In times of globalisation and digitalisation, trade secrets are an important economic asset. Trade secrets and their protection are therefore of paramount importance. For a long time, there was no comprehensive regulation of the protection of trade secrets under civil law in Germany. Therefore, when legal proceedings in Germany involved trade secrets, there was always the dilemma: either lose the case or lose your trade secret. There were indeed provisions that regulated the protection of trade secrets from the public or third parties (such as Sec. 172 No. 2 and Sec. 174 (3) of the German Code on Court Constitution). However, German law did not provide any provisions for the protection of trade secrets against an opposing party in litigation.
The German legislator recognised this fact when implementing Directive (EU) 2016/943 (“Trade Secrets Directive”) and created a formalised procedure as well as a system for bringing claims in the event of the violation of trade secrets. The legislator emphasised the need to protect trade secrets during proceedings and the particular importance of corresponding procedural regulations. In April 2019, the German Trade Secret Act (“GTSA”) came into force.
The legislator recognised relatively quickly that the procedural provisions of the GTSA can also be expedient, if not necessary, beyond proceedings under the GTSA. In August 2021, the Second Act on the Simplification and Modernisation of Patent Law came into force which introduced Sec. 145a German Patent Act (“GPA”). Under this provision, Sec. 16-20 GTSA are to be applied in patent litigation. The procedural protection of trade secrets was therefore expressly declared applicable in the GPA.
The applicability of Sec. 16-20 GTSA in patent litigation is to be welcomed, as there is also a special need for procedural protection of trade secrets in patent litigation. Further, information relevant to patent litigation often also involves trade secrets within the meaning of Sec. 2 no. 1 GTSA. For example, it may be necessary to disclose trade secrets in court to substantiate a claim or in defence. A further area of application is the determination of FRAND licence conditions (e.g., the disclosure of license agreements for substantiating comparable license rates in patent infringement proceedings concerning standard-essential patents could be facilitated and accelerated). Another example is the calculation of damages caused by patent infringement.

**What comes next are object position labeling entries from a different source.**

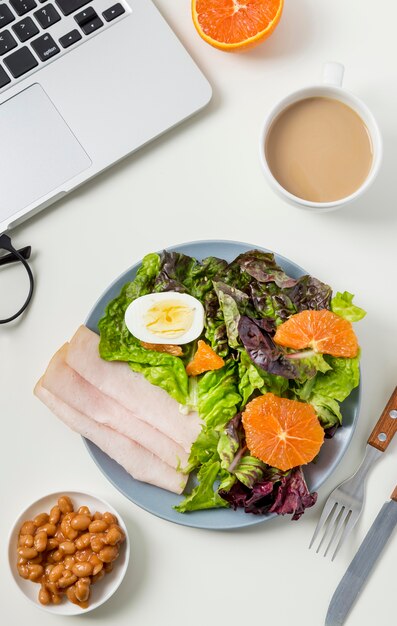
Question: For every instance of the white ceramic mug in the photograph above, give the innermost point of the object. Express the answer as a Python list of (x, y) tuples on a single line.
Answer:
[(330, 88)]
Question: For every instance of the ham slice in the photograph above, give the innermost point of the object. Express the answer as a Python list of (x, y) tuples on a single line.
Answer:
[(67, 385), (136, 460), (130, 389)]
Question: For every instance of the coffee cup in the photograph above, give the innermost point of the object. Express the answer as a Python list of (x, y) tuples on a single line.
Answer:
[(303, 183)]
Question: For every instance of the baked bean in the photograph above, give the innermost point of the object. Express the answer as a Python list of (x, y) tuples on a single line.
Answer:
[(68, 562), (114, 536), (80, 522), (48, 568), (98, 526), (68, 547), (28, 528), (97, 577), (41, 519), (38, 559), (35, 571), (84, 510), (27, 553), (57, 555), (97, 542), (108, 554), (109, 518), (66, 581), (83, 555), (23, 570), (52, 543), (83, 569), (83, 541), (55, 515), (67, 551), (56, 573), (65, 504), (40, 541), (48, 528), (96, 563), (82, 591), (44, 596), (26, 541)]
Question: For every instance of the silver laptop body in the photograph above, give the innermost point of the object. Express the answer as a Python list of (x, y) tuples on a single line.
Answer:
[(111, 89)]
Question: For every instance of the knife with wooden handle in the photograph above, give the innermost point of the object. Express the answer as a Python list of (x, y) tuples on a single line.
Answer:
[(361, 566)]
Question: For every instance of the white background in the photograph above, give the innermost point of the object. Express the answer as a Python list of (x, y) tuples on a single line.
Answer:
[(201, 181)]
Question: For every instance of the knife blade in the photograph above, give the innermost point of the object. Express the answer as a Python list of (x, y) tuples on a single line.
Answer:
[(361, 566)]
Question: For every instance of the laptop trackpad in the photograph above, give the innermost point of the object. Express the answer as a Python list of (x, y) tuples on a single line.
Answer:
[(38, 151)]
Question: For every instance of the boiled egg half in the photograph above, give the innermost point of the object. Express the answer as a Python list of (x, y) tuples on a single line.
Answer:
[(166, 318)]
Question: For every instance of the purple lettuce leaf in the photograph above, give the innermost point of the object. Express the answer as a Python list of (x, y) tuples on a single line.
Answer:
[(263, 267), (284, 494), (263, 351)]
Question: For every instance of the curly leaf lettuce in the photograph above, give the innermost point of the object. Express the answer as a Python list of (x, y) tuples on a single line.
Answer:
[(342, 304)]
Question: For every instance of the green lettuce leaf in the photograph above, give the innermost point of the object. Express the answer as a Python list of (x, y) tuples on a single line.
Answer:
[(203, 495), (342, 304), (340, 381), (218, 397)]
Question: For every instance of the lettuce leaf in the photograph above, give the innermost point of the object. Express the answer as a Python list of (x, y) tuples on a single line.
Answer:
[(218, 397), (342, 304)]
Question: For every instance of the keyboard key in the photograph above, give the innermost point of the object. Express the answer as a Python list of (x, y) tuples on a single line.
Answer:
[(45, 47), (20, 62), (85, 16), (23, 6), (69, 6), (91, 27), (4, 78), (70, 38), (115, 11), (6, 15), (25, 29), (7, 42), (47, 16)]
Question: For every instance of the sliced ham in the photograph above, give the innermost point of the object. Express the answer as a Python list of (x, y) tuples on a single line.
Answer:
[(130, 389), (136, 460), (65, 383)]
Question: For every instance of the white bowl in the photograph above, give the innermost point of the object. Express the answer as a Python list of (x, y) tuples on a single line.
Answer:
[(104, 588)]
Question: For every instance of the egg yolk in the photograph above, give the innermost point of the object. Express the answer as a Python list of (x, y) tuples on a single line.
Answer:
[(169, 319)]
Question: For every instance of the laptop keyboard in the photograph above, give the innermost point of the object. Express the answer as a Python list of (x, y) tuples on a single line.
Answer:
[(32, 32)]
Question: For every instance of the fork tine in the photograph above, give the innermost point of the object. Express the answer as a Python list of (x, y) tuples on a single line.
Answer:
[(331, 525), (328, 507), (351, 522), (339, 525)]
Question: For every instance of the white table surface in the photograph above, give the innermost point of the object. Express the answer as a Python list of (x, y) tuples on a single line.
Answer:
[(203, 181)]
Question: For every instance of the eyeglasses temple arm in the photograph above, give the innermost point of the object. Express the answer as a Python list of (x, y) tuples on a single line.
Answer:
[(11, 258)]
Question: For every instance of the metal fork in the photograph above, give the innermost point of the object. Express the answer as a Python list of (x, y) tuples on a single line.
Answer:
[(344, 505)]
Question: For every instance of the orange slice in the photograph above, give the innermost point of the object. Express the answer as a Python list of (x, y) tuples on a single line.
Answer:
[(282, 433), (322, 331), (235, 24), (204, 360)]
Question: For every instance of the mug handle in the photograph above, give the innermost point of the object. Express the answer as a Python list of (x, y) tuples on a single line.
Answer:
[(333, 74)]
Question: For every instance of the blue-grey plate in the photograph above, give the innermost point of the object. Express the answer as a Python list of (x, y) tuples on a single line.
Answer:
[(161, 502)]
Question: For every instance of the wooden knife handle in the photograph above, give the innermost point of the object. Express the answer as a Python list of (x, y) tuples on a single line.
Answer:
[(386, 426)]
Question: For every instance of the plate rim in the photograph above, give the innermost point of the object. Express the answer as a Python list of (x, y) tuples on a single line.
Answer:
[(254, 520)]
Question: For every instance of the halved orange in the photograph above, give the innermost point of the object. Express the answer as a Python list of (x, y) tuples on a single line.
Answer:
[(322, 331), (282, 433), (235, 24), (204, 360)]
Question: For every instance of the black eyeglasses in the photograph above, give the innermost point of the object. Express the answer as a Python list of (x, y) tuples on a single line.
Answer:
[(16, 256)]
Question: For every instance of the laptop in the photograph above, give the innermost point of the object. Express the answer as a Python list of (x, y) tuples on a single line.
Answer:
[(82, 85)]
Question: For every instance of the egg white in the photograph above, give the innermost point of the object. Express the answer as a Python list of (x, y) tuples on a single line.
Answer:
[(136, 311)]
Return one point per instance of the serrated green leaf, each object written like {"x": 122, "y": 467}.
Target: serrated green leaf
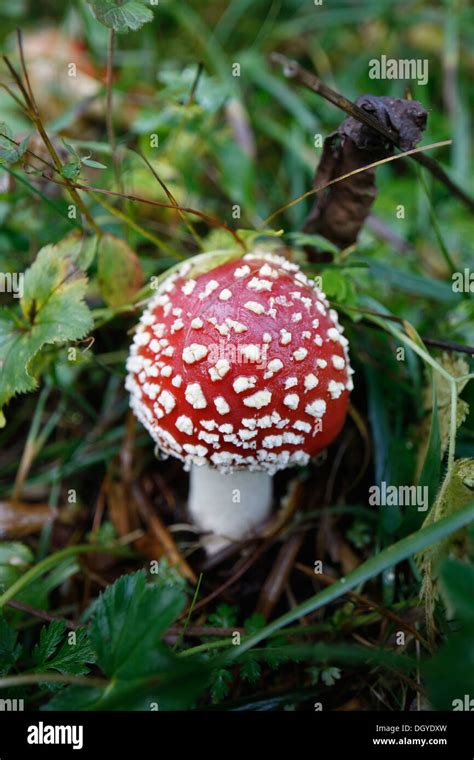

In the first few years after Sec. 145a GPA came into force, the German courts actively applied the provisions on the protection of trade secrets in patent proceedings. However, it has also become apparent that Sec. 16-20 GTSA contain some ambiguities and offer room for interpretation by the courts, which has sometimes led to conflicting views.
One example is whether Sec. 16-20 GTSA apply to information that a defendant must disclose to the claimant under the claims for information and rendering account at the stage of enforcement of a judgment in preparation of enforcement of the damages claim. Some German courts answer this in the affirmative, while other courts reject the applicability of Sections 16-20 GTSA in these cases.
Another controversial question is how many persons should be part of the confidentiality club? Under Sec. 19 (1) sentence 3 GTSA, at least one natural person from each party and their counsel or other representatives must be granted access. This leads to the question as to which persons can be categorised as “other representatives”. Are patent attorneys “other representatives”? What about U.S. attorneys of a party involved in parallel U.S. proceedings in which U.S. patents from the same patent family as the patent in suit in the German proceedings are litigated? We hope that such questions will be gradually clarified by the German courts in the near future.
Since August 2021, Sec. 145a GPA (in conjunction with Sec. 16-20 GTSA) has provided the parties with a helpful (and urgently needed) instrument to effectively ensure the protection of trade secrets in patent litigation in Germany. This applies not only to licence agreements in SEP cases, where the parties often have an increased interest in confidentiality, but also, for example, to information that is crucial for the substantiation of a claim or for the defence against an allegation of patent infringement.
The first decisions already indicate that the various courts dealing with patent litigation in Germany apply the provisions on confidentiality protection differently. Depending on the facts of the case, the choice of a particular venue can therefore be a decisive first step for the claimant who wishes to protect his trade secrets and could influence the course of a patent infringement action in Germany. We will continue to monitor and report on further developments in German case law in this important area.